Mohammed Habib, the Brotherhood’s former deputy general guide, told Al-Monitor that Ezzat has been the mastermind of the Brotherhood since major 2013 events — the fall of the Brotherhood regime in July 2013 and the August 2013 arrest of the general guide, Mohammed Badie.

Habib said that after Badie’s arrest, Ezzat took charge of the organization’s activities and financing, as well as negotiations with the regime, indicating that Ezzat’s arrest eliminates any possibility of reconciliation with the state in the near future.

On June 30, 2013, protesters took to the streets in Cairo and massive demonstrations spread to several Egyptian cities, calling for the ouster of President Mohammed Morsi and demanding early presidential elections. On July 3, 2013, the army assumed power over the country.

Following the fall of Brotherhood rule, authorities launched a crackdown on the organization in an attempt to limit its role in Egypt, and arrested Badie on Aug. 20, 2013, after which Ezzat assumed the position of acting guide.

On Sept. 23, 2013, the Cairo Court for Urgent Matters decided to ban the organization’s activities, seize its headquarters and freeze its funds.

On Dec. 25, 2013, the Egyptian government announced a decision declaring the Brotherhood a “terrorist organization.”

Habib said, “There is no doubt that multiple attempts at reconciliation between the organization and the regime have been made in recent years, but Ezzat has always refused to make any concessions and insisted on bringing down the current regime. Most recently, the Brotherhood responded to Turkish President Recep Erdogan’s [latest] attempt to court Egypt in the struggle over the Mediterranean by trying to mobilize the opposition to confront the Egyptian regime.”

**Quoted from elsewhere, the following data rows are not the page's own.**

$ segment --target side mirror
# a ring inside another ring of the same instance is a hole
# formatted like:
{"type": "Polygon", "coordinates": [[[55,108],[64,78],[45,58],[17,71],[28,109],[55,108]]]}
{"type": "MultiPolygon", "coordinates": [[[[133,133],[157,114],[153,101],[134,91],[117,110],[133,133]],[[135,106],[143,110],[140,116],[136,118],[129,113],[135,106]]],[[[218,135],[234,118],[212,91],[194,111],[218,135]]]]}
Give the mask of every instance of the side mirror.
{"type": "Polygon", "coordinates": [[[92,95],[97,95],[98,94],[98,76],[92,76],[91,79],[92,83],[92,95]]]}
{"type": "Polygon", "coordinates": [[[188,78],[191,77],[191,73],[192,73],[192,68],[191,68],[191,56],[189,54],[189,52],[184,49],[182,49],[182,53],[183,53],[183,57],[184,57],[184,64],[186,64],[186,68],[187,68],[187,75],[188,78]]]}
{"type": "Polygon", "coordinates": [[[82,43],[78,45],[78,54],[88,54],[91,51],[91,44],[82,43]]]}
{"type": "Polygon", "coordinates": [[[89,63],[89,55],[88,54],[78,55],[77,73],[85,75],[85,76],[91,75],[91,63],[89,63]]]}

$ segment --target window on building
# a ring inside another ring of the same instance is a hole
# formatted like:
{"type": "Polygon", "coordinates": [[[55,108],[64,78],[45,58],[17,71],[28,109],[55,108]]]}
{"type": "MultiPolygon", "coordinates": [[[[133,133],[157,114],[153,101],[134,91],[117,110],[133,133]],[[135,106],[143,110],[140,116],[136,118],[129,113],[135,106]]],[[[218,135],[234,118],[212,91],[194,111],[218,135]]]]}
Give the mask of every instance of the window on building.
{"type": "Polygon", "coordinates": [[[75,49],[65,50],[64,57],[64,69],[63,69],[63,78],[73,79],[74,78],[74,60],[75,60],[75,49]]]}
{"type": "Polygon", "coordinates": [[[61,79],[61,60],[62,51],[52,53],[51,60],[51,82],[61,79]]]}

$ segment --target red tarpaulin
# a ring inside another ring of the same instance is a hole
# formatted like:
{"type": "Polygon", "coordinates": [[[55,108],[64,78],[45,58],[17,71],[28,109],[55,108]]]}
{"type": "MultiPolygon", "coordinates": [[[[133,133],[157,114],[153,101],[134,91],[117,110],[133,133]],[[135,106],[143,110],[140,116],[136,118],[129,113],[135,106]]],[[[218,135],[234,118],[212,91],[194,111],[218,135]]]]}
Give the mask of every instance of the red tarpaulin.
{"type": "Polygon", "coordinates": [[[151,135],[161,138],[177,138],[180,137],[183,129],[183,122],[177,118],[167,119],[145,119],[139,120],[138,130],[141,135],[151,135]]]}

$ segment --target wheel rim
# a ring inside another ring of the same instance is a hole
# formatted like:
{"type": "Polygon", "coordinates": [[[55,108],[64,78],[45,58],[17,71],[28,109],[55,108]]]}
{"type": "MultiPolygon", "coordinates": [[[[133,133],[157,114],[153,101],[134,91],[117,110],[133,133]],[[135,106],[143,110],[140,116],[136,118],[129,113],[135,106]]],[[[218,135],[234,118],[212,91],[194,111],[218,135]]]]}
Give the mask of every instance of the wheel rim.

On Aug. 14, Erdogan expressed surprise at Egypt’s position in favor of Greece in the eastern Mediterranean crisis, saying, “I have difficulty in understanding Egypt; the positions of the Egyptian and Turkish people regarding each other are not the same as the Egyptian people’s solidarity with the Greek people, for our civilizations and principles are closer to each other than they are to Greece’s, and the Egyptian government must understand that.”

In response, the Brotherhood announced Aug. 15 its support for calls to unify all opposition political entities abroad, considering that if these calls succeeded, the Egyptian revolution would find its way once again with greater influence and be more widespread at home and abroad.

Habib said he believes Ezzat’s arrest puts the organization in a conundrum in terms of who will assume the position of acting guide, especially since most of its leaders in Egypt are either in prison — such as Badie and his deputy Khairat al-Shater — or dead. For example, prominent leader Essam al-Erian died in prison Aug. 13.

“The Brotherhood’s jurisprudence requires that whoever assumes the position of guide or acting leader must be from Egypt,” Habib said, noting that it is likely that the organization will resort to “the jurisprudence of necessity” to resolve this dilemma and appoint one of its leaders abroad.

Meanwhile, member of parliament Ahmed Helmy al-Sharif, head of the parliamentary committee of the Congress Party and deputy head of the Support Egypt Coalition, told Akhbar el-Yom on Aug. 28 that Ezzat’s arrest is the true end of this organization as he was the man behind various terrorist and criminal acts the Brotherhood has carried out in recent years.

However, Maher Farghali, an independent researcher on Islamic movements, told Al-Monitor that while the arrest will affect and confuse the organization’s ranks, it will not lead to the Brotherhood’s demise as some might claim, noting that the organization has suffered many blows over the decades but survived. Farghali said the Brotherhood’s convictions will remain the same.

He added, “Ezzat was not an ordinary man within the Brotherhood; he was primarily responsible for the organization’s education sector, the youth formation within its ranks and its restructuring after June 30, 2013. However, I expect that the group will maintain its position, and implement its agenda at home and abroad in an attempt to mobilize against the regime, and I stress that this security blow will not eliminate it, as some claim.”